Tuesday, April 1, 2014

Oats Poha Breakfast


Poha or Flattened Rice, soaked and then lightly fried with vegetables is a staple breakfast in many Indian homes. This form of raw rice is easily digestible. Back in the days, when human lifestyle involved less sedentary jobs, a quick n easy breakfast giving good portion of carbs to start off the day made full sense.But probably not today. It is difficult to completely give up on old favorites recipes.

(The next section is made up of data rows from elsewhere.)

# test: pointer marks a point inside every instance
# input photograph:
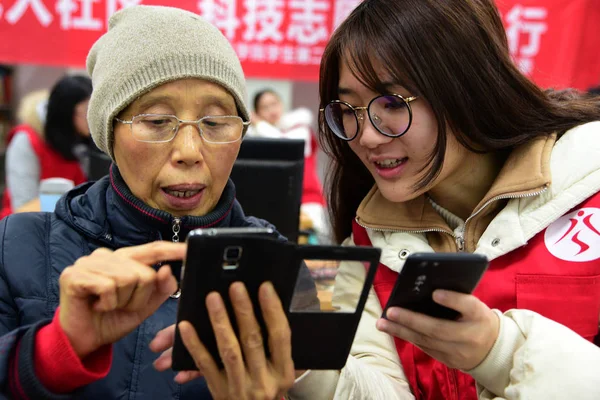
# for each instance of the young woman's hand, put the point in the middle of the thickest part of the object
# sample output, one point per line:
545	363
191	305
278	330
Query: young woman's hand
106	295
461	344
248	373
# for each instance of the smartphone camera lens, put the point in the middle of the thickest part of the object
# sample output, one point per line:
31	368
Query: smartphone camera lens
232	254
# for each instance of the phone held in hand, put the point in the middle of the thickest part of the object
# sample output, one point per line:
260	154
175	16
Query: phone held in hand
322	333
423	273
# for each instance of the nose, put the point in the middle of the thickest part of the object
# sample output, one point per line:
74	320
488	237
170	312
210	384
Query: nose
368	135
187	145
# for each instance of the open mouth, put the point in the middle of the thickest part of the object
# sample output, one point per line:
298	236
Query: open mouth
183	194
390	163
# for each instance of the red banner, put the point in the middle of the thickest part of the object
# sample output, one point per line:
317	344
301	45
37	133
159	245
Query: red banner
556	42
273	38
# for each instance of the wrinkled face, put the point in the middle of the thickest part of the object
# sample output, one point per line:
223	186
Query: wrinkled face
80	118
270	108
187	175
396	163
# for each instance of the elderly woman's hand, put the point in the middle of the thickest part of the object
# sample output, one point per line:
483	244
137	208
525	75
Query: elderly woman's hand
248	374
461	344
106	295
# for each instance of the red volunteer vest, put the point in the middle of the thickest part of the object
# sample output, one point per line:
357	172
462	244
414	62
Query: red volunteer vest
52	164
557	274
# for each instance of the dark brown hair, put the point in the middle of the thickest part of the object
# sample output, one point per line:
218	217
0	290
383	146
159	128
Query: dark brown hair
454	54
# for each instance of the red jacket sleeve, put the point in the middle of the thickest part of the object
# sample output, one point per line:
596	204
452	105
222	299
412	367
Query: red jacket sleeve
57	365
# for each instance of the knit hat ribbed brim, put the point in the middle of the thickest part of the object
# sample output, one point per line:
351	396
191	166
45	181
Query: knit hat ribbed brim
147	46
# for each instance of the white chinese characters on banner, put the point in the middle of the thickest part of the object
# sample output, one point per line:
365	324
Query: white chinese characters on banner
14	14
222	14
342	9
263	20
78	15
531	23
308	21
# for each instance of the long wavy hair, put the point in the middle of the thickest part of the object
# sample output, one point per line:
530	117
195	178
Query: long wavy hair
59	129
453	53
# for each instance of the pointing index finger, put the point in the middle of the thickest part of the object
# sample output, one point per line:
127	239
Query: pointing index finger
154	252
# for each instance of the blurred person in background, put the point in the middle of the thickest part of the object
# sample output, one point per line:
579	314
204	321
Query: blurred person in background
270	121
51	142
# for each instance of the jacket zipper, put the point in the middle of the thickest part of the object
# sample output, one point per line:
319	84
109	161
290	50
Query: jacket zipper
459	235
176	227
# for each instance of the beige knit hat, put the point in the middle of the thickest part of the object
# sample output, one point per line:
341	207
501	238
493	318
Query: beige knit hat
147	46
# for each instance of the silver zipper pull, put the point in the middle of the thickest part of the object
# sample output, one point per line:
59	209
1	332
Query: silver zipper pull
176	229
460	243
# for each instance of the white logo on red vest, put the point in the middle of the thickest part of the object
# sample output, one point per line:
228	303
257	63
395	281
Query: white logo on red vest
575	236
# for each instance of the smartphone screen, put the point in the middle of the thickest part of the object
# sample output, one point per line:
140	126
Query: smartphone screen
423	273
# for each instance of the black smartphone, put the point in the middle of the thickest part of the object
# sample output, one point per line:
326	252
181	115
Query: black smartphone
321	337
215	259
425	272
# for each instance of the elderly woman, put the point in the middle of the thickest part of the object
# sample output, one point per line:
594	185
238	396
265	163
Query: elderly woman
83	290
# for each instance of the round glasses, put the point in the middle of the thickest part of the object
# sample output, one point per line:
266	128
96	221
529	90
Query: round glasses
160	128
390	114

But to fit them in today's lifestyle can be easy with little modifications.

I made this Oats Poha and simply loved it as it did not alter the authentic taste instead added all the nutrition from oats.

Recipe
serves 4-6
1 cup Poha, do not prefer thin
1 cup old fashion oats
1/2 cup frozen peas
1 medium red onion, chopped
1 tsp black mustard seeds(rai)
2 green chilies
4-5 curry leaves
1/2 tsp turmeric
salt to taste
2 tsp lime juice
1/2 tsp sugar

  • Wash oats and poha in luke warm water 2-3 times so they soften. Drain and let it air dry in strainer. This takes around 20-30 min.
  • When the above mixture is well dry, add the turmeric and salt.
  • In a pan heat 1 Tbsp of oil. Add mustard seeds, curry leaves and green chilies to splatter.
  • Now add onions and peas and cook until onions are translucent.
  • Lower the heat and add the oats and poha mixture. Mix well as if you are folding it in. So they soft oats and beaten rice do not break.
  • Remove from heat.
  • Add sugar, lime juice and chopped cilantro for garnishing.